Where the film stumbles is in its performances. Øvredal's best film, The Autopsy of Jane Doe is anchored by its actors. This film seems completely unmoored from them. Neither Nat Wolff or Iben Akerlie exhibit much in the way of personality or interiority over the course of the film as Eric and Christine, though Wolff at least gets to explode into the wrath of an angry deity once his plot reaches its climax. The only character who seems to have inner motives is Priyanka Bose's Hathaway, the shady American intelligence operative, and even she gets her emotional arc from being the film's designated villain. The film never explores her unease with the religious implications of Eric's predicament even after she voices them. The grieving father of the boy who Eric accidentally kills at least has extreme emotional weather, even if it is one-note throughout the movie, and designed to motivate the plot. In all, this is a set of characters who seem more like figures moved around the plot than real people, and as a result, it's hard to care what happens to them. This is especially true of Eric, who is so closed in on himself through the entire movie that he's not really a character at all, so much as he's a Maguffin. Not for the first time this year, I found myself wishing that the filmmakers had plowed as many resources into actors as they could.
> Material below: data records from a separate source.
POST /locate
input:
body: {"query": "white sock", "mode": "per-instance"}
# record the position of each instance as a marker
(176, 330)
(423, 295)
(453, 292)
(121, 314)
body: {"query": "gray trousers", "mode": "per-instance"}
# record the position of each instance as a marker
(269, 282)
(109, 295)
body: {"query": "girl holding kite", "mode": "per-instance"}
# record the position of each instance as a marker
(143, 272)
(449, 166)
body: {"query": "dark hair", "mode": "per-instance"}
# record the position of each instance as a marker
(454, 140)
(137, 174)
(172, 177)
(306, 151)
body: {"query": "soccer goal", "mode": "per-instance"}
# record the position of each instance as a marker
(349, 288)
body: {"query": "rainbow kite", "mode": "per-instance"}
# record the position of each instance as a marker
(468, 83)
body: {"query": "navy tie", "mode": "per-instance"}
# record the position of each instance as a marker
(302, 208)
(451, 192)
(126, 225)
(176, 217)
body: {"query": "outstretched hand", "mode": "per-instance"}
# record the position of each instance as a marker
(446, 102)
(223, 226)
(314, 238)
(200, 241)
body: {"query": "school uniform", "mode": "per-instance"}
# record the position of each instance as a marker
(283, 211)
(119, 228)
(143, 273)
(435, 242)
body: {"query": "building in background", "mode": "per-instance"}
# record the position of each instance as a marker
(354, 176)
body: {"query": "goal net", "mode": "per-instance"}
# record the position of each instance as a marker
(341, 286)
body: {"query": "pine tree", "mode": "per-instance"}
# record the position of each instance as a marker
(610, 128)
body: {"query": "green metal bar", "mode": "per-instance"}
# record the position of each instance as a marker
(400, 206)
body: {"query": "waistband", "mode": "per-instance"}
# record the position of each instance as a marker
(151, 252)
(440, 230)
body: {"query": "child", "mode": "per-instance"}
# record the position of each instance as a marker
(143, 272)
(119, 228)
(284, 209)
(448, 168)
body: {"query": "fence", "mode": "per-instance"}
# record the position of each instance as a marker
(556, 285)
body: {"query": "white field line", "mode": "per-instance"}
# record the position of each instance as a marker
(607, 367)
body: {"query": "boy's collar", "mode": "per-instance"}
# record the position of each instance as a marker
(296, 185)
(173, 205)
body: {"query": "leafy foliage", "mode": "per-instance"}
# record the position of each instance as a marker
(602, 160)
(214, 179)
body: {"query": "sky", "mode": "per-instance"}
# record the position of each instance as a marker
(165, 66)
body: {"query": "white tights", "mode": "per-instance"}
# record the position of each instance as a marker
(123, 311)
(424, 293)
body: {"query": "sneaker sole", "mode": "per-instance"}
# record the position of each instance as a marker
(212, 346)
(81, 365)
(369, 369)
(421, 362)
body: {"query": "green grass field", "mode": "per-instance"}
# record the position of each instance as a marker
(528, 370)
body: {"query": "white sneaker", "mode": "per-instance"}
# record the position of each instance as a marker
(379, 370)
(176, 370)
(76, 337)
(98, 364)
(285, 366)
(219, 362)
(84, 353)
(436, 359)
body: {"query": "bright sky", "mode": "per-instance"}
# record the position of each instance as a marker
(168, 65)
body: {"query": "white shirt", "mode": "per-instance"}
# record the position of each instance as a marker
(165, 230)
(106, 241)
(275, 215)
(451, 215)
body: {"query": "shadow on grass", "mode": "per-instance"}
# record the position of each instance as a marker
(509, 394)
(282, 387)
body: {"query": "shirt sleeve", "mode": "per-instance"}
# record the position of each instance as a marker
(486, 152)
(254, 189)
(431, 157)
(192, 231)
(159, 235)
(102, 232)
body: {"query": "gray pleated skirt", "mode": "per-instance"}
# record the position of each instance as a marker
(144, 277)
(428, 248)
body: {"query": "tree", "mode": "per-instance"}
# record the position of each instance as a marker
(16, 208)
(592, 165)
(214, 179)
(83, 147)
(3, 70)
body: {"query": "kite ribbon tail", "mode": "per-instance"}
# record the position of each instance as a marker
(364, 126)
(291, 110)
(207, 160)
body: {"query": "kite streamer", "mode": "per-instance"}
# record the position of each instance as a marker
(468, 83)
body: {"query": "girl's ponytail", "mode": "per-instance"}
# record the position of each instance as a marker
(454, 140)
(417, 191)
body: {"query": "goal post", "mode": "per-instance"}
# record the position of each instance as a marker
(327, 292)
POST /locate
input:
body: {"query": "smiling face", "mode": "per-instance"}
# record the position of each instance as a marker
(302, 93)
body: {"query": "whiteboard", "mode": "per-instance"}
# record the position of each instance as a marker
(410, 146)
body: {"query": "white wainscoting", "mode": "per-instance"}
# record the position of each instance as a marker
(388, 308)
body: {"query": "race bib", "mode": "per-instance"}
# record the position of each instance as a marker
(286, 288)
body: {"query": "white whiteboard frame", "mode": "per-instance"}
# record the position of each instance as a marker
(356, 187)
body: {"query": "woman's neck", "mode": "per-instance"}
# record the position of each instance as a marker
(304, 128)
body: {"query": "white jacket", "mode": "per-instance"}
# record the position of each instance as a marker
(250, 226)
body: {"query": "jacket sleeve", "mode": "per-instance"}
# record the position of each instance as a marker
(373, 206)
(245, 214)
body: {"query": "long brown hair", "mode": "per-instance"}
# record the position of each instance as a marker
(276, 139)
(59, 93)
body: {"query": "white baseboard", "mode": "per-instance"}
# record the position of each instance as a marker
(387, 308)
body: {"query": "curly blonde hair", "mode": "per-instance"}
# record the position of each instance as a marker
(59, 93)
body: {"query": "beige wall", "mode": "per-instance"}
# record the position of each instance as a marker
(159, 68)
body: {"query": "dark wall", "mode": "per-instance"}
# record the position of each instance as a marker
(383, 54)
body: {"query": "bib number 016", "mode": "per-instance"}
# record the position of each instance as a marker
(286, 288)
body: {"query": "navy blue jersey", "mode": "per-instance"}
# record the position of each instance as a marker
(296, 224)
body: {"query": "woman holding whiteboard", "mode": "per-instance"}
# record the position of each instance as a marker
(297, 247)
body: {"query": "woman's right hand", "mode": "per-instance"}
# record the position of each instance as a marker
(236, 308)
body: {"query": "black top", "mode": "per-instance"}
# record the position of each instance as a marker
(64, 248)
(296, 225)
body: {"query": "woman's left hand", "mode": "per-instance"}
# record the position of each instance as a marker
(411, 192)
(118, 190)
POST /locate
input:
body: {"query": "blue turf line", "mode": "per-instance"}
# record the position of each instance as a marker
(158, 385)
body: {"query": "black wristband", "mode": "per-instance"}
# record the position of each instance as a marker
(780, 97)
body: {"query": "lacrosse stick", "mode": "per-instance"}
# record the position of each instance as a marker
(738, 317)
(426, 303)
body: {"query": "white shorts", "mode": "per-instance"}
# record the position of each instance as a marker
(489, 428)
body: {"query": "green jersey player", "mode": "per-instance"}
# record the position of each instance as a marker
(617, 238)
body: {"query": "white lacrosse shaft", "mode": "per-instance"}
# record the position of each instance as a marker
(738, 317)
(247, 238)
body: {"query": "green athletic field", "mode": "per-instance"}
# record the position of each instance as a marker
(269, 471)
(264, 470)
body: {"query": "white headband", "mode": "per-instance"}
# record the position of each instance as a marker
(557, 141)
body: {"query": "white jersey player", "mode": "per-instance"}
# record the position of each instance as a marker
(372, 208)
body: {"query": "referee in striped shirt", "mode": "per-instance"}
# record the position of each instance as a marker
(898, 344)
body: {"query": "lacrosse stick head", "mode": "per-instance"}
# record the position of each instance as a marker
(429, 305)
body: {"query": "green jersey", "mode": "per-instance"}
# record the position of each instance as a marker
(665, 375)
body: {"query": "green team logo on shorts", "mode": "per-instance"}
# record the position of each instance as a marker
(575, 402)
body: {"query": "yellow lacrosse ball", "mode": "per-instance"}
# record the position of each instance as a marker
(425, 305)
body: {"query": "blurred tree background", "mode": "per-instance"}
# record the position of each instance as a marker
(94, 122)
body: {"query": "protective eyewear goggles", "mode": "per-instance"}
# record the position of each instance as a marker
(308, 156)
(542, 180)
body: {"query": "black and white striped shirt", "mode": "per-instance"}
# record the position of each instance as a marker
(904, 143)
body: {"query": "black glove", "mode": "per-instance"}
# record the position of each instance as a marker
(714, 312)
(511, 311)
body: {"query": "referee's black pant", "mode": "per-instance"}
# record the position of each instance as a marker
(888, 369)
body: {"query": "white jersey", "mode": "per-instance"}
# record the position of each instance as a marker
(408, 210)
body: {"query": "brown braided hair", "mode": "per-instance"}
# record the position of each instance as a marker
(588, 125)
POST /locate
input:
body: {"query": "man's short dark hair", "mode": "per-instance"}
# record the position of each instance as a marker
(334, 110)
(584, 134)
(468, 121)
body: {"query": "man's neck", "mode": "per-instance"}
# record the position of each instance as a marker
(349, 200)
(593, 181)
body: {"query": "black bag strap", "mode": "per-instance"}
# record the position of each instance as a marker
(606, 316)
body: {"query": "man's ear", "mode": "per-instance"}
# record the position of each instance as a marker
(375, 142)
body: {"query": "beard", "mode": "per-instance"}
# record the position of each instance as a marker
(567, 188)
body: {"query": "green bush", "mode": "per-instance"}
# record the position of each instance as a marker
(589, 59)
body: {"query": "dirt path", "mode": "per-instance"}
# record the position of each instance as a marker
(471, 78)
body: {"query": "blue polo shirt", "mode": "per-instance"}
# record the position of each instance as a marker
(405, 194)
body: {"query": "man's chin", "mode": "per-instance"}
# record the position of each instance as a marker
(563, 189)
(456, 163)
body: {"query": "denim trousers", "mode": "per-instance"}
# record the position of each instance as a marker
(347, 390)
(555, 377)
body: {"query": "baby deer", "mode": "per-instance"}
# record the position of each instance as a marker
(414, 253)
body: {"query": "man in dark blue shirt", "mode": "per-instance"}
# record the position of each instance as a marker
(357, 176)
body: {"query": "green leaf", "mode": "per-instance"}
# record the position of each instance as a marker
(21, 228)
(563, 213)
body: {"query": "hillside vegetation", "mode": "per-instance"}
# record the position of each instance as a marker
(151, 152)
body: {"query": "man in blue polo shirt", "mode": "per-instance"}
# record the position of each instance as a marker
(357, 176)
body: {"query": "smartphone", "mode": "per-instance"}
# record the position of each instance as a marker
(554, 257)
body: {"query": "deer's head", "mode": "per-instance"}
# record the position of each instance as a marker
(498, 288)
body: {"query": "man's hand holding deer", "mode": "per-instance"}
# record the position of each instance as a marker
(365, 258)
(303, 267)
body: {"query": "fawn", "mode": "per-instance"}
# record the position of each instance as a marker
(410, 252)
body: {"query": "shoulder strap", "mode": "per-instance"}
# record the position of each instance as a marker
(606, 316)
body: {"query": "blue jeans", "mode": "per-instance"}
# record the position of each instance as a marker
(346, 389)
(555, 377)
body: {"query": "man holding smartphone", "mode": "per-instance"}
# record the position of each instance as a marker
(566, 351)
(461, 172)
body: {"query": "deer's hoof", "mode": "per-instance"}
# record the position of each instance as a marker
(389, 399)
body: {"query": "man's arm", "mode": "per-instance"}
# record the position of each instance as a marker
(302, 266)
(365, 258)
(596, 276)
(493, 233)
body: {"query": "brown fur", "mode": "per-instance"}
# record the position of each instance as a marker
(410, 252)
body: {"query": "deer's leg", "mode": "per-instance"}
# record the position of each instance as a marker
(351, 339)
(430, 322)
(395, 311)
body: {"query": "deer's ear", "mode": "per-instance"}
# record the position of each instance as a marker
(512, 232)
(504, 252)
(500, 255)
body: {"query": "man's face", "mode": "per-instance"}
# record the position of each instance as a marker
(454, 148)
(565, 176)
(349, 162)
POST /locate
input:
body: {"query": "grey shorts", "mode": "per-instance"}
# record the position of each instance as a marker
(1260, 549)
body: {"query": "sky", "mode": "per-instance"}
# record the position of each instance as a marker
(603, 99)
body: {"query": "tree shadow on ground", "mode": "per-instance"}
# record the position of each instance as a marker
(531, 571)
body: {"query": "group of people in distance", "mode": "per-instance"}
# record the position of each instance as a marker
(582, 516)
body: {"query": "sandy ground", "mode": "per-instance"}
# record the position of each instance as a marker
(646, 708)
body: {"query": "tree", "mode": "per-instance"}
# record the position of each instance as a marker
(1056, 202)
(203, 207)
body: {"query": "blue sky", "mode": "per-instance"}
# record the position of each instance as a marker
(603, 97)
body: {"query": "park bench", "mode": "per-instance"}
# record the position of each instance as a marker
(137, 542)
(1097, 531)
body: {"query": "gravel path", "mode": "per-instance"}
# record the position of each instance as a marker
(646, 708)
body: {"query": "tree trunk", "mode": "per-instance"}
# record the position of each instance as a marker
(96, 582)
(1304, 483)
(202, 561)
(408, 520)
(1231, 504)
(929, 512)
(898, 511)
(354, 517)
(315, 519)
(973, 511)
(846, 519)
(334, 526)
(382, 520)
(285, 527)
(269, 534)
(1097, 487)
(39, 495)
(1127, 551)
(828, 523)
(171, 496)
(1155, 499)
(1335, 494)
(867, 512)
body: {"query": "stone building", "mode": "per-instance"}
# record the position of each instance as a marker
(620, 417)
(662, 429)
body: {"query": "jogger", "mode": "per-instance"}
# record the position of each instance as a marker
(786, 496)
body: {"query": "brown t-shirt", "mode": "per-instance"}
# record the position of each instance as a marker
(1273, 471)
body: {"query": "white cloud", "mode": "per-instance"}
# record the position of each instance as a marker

Øvredal isn't completely hopeless with actors, but he doesn't have the cast to make this film work even with his best efforts.
And it doesn't really work. I thought it was fun to look at because it's photogenic as hell, and I like the absurdity of it, but when it runs pell mell into the brick wall of its ending, I realized that I didn't give two shits about the manpain the film was expressing. Hell, at least the Marvel films occasionally give me Chris Hemsworth's naked body sometimes.